How you talk to your partner about sex depends on what your relationship is and what it is you want to discuss. Here are some tips to keep in mind if you’re unsure how to start the conversation:
- Decide in advance what you want to say, it can help to write it down on a piece of paper. Have your own feelings and thoughts before you ask your partner to do so
- Start the conversation based on something else. It could be something you read or saw on TV.
- Keep the conversation light. Talking about sex doesn’t have to be serious, but be careful not to talk unnecessarily and take into account your partner’s feelings. Try to keep the atmosphere relaxed.
- Have the conversation outside the bedroom walls. It can help you not feel vulnerable when discussing sensitive issues.

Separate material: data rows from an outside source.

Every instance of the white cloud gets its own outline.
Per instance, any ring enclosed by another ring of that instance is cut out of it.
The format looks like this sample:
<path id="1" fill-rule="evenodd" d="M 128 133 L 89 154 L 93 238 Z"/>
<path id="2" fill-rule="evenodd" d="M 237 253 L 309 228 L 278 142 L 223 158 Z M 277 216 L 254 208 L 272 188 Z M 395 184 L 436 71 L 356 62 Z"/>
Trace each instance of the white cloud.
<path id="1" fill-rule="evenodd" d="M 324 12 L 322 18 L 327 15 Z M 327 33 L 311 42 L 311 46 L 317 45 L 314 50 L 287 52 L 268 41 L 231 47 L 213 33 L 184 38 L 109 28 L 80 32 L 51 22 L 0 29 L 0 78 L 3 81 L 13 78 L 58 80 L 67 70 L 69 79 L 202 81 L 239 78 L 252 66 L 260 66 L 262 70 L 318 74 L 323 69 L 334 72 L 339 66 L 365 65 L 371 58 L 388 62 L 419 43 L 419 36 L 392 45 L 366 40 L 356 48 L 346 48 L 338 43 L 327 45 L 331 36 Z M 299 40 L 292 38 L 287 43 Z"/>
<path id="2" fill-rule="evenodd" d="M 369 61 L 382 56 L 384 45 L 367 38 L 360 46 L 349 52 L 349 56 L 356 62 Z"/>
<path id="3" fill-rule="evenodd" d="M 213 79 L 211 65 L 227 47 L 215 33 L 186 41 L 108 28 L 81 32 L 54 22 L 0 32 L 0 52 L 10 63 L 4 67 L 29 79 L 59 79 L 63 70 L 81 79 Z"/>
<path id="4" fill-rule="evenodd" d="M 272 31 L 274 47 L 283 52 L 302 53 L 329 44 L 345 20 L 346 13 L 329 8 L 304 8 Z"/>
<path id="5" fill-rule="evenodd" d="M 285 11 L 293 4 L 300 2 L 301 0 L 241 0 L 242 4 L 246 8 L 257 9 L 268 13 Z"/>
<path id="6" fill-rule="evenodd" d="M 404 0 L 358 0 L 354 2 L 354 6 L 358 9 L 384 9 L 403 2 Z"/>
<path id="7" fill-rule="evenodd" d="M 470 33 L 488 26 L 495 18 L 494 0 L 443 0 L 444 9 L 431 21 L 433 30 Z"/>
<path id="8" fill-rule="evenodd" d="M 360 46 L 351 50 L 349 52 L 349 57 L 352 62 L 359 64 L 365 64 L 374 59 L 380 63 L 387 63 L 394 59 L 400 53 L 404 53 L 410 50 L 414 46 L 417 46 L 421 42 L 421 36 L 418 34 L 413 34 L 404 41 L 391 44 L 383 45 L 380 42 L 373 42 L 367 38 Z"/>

- Talk about your feelings. Try to say rather how you feel rather than putting all the blame on your spouse. Example: “I just don’t feel good when this happens” rather than “When you do this I feel bad”
If your partner has something to do, listen with respect, your partner might also be insecure about these issues and it takes courage. Your spouse may want to try something that you are not interested in, but allow him to complete and explain your position. Don’t do anything that you don’t want, but it’s good to respect his partner’s feelings too.
How do I express myself without making my spouse feel bad?
Tips are not bad if they are worded correctly and constructively.
- Praise something you like before you criticize something that could go better, then your spouse doesn’t feel like he can’t do anything right.
- Wait until afterward. It does not help anyone to criticize the performance of the middle bran.
- Do not supply the feelings within you and throw it all over to your partner in an instant. The constant conversation is better than one blast.
How do I express myself in the midst of the scrapes without breaking the mood?
Your mid-sexual intercourse should not be limited to dirty talk. You are not only bound by the words, but you can also express what you like and dislike with body language and gestures. You might try to guide the spouse in the right position with the body or indicate it when he is doing something right with a different expression than words.
If you feel better about using the words, you can constructively say that you like something your spouse is doing. There is also nothing to ask for something to be done differently or to ask if the spouse is ready to try something new.
It is also important to take into account the spouse, ask him how he feels and what he likes before trying something new. Your respect between ways makes you feel secure. Safety is a key issue, never leave your safety on the hook because you fear “ruining the mood”.
What should I do if I don't want to have sex with him anymore?
Consent is the most important thing when it comes to sex. Consent must be clear before anything sexual takes place and during it, too. If you have been in a sexual relationship for a long time, it may be difficult to convey that you do not want to have sex with your partner anymore. It does not change that if you feel this way, you must make it clear. Choose a place that makes you feel good and truly tell what lies in your heart. Try not to be unkind to your partner’s feelings. All relationships, romantic, friends and sexual can end. If the person is a fairly healthy person then he will understand it.